L’AFA, le SRI et l’IAB France considèrent que cette recommandation ne correspond pas à
la réalité du marché en ce qu’elle ne reflète pas la diversité des pratiques marketings et
des technologies mises en œuvre par les différents acteurs de la publicité en ligne pour la
gestion des outils de publicité comportementale :
Le choix d’une durée spécifique fixée à 60 jours résulte uniquement « d’un
état des lieux » réalisé à la seule initiative de l’UDA. Il convient de relever que
dans le rapport de l’UDA,94 cette information est intégrée dans le paragraphe
relatif aux mesures de sécurité devant être mises place par le responsable de
traitement sans relation particulière avec les règles de protection de la vie
privée des internautes sur le réseau. Surtout, l’exhaustivité des recherches qui
auraient été conduites de même que la fiabilité et la pertinence du chiffre fixé
à 60 jours restent contestables et à tout le moins non certifiées. Par
conséquent, cette durée ne semble pas pouvoir être valablement considérée
comme une pratique professionnelle répandue et avérée, telle que la
recommandation du FDI semble le décrire.
Les pratiques d’utilisation des données sont aujourd’hui modulables en
fonction de la nature et des catégories de données de navigation qui sont
utilisées par les supports et les régies publicitaires, notamment dans le cadre
de l’étude des cycles d’achat. Ceci est la raison pour laquelle la
recommandation reconnaît des exceptions notamment liées au cycle d’achat
d’un produit ou à une activité de l’internaute qui ne permettrait pas la mise à
jour de la liste des centres d’intérêt.
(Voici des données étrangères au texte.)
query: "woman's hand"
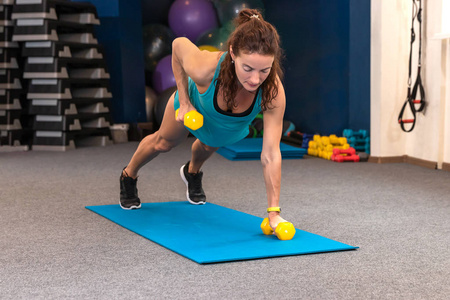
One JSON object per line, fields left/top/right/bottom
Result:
{"left": 176, "top": 102, "right": 197, "bottom": 123}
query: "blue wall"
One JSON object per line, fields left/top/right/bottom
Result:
{"left": 72, "top": 0, "right": 370, "bottom": 130}
{"left": 73, "top": 0, "right": 146, "bottom": 123}
{"left": 349, "top": 0, "right": 371, "bottom": 131}
{"left": 264, "top": 0, "right": 370, "bottom": 135}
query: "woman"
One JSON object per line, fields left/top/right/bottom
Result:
{"left": 120, "top": 9, "right": 290, "bottom": 231}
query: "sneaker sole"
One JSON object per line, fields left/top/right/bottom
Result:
{"left": 180, "top": 164, "right": 206, "bottom": 205}
{"left": 119, "top": 203, "right": 141, "bottom": 210}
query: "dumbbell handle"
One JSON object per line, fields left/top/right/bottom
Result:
{"left": 334, "top": 154, "right": 360, "bottom": 162}
{"left": 343, "top": 129, "right": 368, "bottom": 138}
{"left": 398, "top": 119, "right": 414, "bottom": 124}
{"left": 260, "top": 218, "right": 296, "bottom": 240}
{"left": 329, "top": 136, "right": 347, "bottom": 145}
{"left": 175, "top": 109, "right": 203, "bottom": 130}
{"left": 333, "top": 147, "right": 356, "bottom": 156}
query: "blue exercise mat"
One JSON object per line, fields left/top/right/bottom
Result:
{"left": 86, "top": 202, "right": 357, "bottom": 264}
{"left": 216, "top": 138, "right": 307, "bottom": 161}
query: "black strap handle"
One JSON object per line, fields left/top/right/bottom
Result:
{"left": 398, "top": 0, "right": 425, "bottom": 132}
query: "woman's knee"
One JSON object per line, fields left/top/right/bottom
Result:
{"left": 198, "top": 140, "right": 218, "bottom": 153}
{"left": 155, "top": 133, "right": 178, "bottom": 153}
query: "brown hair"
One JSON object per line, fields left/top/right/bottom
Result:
{"left": 216, "top": 8, "right": 284, "bottom": 111}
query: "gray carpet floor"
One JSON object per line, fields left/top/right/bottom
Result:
{"left": 1, "top": 137, "right": 449, "bottom": 299}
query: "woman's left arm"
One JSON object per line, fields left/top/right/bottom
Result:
{"left": 261, "top": 77, "right": 286, "bottom": 211}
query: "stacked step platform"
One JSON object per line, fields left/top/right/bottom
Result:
{"left": 0, "top": 0, "right": 30, "bottom": 151}
{"left": 11, "top": 0, "right": 113, "bottom": 151}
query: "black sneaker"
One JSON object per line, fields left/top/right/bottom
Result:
{"left": 120, "top": 168, "right": 141, "bottom": 210}
{"left": 180, "top": 161, "right": 206, "bottom": 205}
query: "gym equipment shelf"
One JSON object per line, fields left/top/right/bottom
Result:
{"left": 33, "top": 127, "right": 112, "bottom": 151}
{"left": 33, "top": 113, "right": 112, "bottom": 131}
{"left": 8, "top": 0, "right": 114, "bottom": 151}
{"left": 28, "top": 97, "right": 111, "bottom": 116}
{"left": 23, "top": 56, "right": 109, "bottom": 79}
{"left": 0, "top": 2, "right": 30, "bottom": 151}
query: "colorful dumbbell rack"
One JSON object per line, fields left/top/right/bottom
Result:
{"left": 307, "top": 134, "right": 351, "bottom": 161}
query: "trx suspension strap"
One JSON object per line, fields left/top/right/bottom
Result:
{"left": 398, "top": 0, "right": 426, "bottom": 132}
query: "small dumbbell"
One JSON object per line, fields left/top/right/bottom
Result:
{"left": 353, "top": 144, "right": 370, "bottom": 153}
{"left": 329, "top": 135, "right": 348, "bottom": 146}
{"left": 302, "top": 139, "right": 312, "bottom": 148}
{"left": 261, "top": 218, "right": 296, "bottom": 240}
{"left": 321, "top": 151, "right": 333, "bottom": 160}
{"left": 332, "top": 147, "right": 356, "bottom": 156}
{"left": 175, "top": 109, "right": 203, "bottom": 130}
{"left": 325, "top": 144, "right": 350, "bottom": 152}
{"left": 318, "top": 149, "right": 324, "bottom": 157}
{"left": 308, "top": 148, "right": 319, "bottom": 156}
{"left": 334, "top": 154, "right": 360, "bottom": 162}
{"left": 343, "top": 129, "right": 368, "bottom": 139}
{"left": 308, "top": 141, "right": 318, "bottom": 149}
{"left": 348, "top": 136, "right": 370, "bottom": 145}
{"left": 321, "top": 136, "right": 330, "bottom": 145}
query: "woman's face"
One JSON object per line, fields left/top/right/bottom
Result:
{"left": 231, "top": 50, "right": 274, "bottom": 92}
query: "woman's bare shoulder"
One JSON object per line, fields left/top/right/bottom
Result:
{"left": 187, "top": 50, "right": 224, "bottom": 87}
{"left": 177, "top": 39, "right": 224, "bottom": 82}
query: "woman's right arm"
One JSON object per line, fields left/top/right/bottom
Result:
{"left": 171, "top": 37, "right": 217, "bottom": 122}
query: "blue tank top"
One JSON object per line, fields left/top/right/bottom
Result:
{"left": 174, "top": 52, "right": 262, "bottom": 147}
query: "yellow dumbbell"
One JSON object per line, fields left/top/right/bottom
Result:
{"left": 321, "top": 136, "right": 331, "bottom": 145}
{"left": 326, "top": 144, "right": 350, "bottom": 151}
{"left": 175, "top": 109, "right": 203, "bottom": 130}
{"left": 275, "top": 222, "right": 296, "bottom": 240}
{"left": 308, "top": 141, "right": 317, "bottom": 149}
{"left": 260, "top": 218, "right": 296, "bottom": 240}
{"left": 335, "top": 143, "right": 350, "bottom": 150}
{"left": 322, "top": 151, "right": 333, "bottom": 160}
{"left": 329, "top": 135, "right": 347, "bottom": 146}
{"left": 308, "top": 148, "right": 318, "bottom": 156}
{"left": 260, "top": 218, "right": 274, "bottom": 235}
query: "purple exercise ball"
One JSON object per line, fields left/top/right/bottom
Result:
{"left": 168, "top": 0, "right": 219, "bottom": 42}
{"left": 152, "top": 55, "right": 176, "bottom": 94}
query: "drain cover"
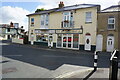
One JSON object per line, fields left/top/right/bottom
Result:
{"left": 0, "top": 60, "right": 10, "bottom": 63}
{"left": 2, "top": 67, "right": 17, "bottom": 74}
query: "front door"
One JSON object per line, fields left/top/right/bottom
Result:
{"left": 107, "top": 36, "right": 114, "bottom": 52}
{"left": 96, "top": 35, "right": 103, "bottom": 51}
{"left": 63, "top": 34, "right": 67, "bottom": 48}
{"left": 62, "top": 34, "right": 72, "bottom": 48}
{"left": 8, "top": 35, "right": 10, "bottom": 39}
{"left": 85, "top": 35, "right": 91, "bottom": 50}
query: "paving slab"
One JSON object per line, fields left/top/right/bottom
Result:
{"left": 1, "top": 57, "right": 92, "bottom": 78}
{"left": 2, "top": 57, "right": 50, "bottom": 78}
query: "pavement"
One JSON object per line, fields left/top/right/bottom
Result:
{"left": 1, "top": 56, "right": 93, "bottom": 78}
{"left": 2, "top": 56, "right": 120, "bottom": 79}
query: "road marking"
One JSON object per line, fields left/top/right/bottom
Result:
{"left": 3, "top": 55, "right": 22, "bottom": 57}
{"left": 0, "top": 43, "right": 10, "bottom": 45}
{"left": 43, "top": 55, "right": 67, "bottom": 58}
{"left": 42, "top": 55, "right": 83, "bottom": 59}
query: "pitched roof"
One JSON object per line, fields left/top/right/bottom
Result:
{"left": 26, "top": 8, "right": 58, "bottom": 16}
{"left": 102, "top": 5, "right": 120, "bottom": 12}
{"left": 55, "top": 4, "right": 100, "bottom": 12}
{"left": 27, "top": 4, "right": 100, "bottom": 16}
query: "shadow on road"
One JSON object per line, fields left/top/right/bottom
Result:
{"left": 2, "top": 41, "right": 111, "bottom": 70}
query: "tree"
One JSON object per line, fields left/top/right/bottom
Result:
{"left": 35, "top": 8, "right": 46, "bottom": 13}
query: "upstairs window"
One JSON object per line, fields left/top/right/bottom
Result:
{"left": 41, "top": 15, "right": 45, "bottom": 26}
{"left": 85, "top": 12, "right": 92, "bottom": 23}
{"left": 62, "top": 12, "right": 74, "bottom": 28}
{"left": 31, "top": 18, "right": 34, "bottom": 26}
{"left": 108, "top": 17, "right": 115, "bottom": 30}
{"left": 40, "top": 14, "right": 49, "bottom": 26}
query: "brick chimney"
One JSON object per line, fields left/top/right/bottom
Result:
{"left": 10, "top": 22, "right": 14, "bottom": 27}
{"left": 59, "top": 1, "right": 64, "bottom": 8}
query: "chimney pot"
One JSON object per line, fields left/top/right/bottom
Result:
{"left": 59, "top": 1, "right": 64, "bottom": 8}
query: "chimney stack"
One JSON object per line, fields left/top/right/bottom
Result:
{"left": 10, "top": 22, "right": 14, "bottom": 27}
{"left": 59, "top": 1, "right": 64, "bottom": 8}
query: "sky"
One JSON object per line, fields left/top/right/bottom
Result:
{"left": 0, "top": 0, "right": 120, "bottom": 31}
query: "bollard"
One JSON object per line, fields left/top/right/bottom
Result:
{"left": 109, "top": 58, "right": 118, "bottom": 80}
{"left": 109, "top": 50, "right": 119, "bottom": 80}
{"left": 94, "top": 51, "right": 98, "bottom": 71}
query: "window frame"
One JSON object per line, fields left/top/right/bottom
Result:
{"left": 40, "top": 14, "right": 49, "bottom": 27}
{"left": 63, "top": 11, "right": 74, "bottom": 28}
{"left": 85, "top": 12, "right": 92, "bottom": 23}
{"left": 108, "top": 17, "right": 115, "bottom": 30}
{"left": 31, "top": 18, "right": 34, "bottom": 26}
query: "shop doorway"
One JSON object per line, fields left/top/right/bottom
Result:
{"left": 57, "top": 34, "right": 79, "bottom": 49}
{"left": 48, "top": 35, "right": 53, "bottom": 48}
{"left": 8, "top": 35, "right": 10, "bottom": 39}
{"left": 62, "top": 34, "right": 72, "bottom": 48}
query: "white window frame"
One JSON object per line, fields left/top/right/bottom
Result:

Or, le contenu et la portée de ces
exceptions ne sont pas définis ce qui risque de soulever de nombreuses
difficultés d’interprétation quant à l’effectivité du principe même d’une durée
d’utilisation limitée. Nous considérons alors qu’il n’est pas approprié de
mentionner un chiffre spécifique mais choisi arbitrairement et nécessitant de
prévoir des exceptions (entièrement justifiées) qui en limitent l’effectivité.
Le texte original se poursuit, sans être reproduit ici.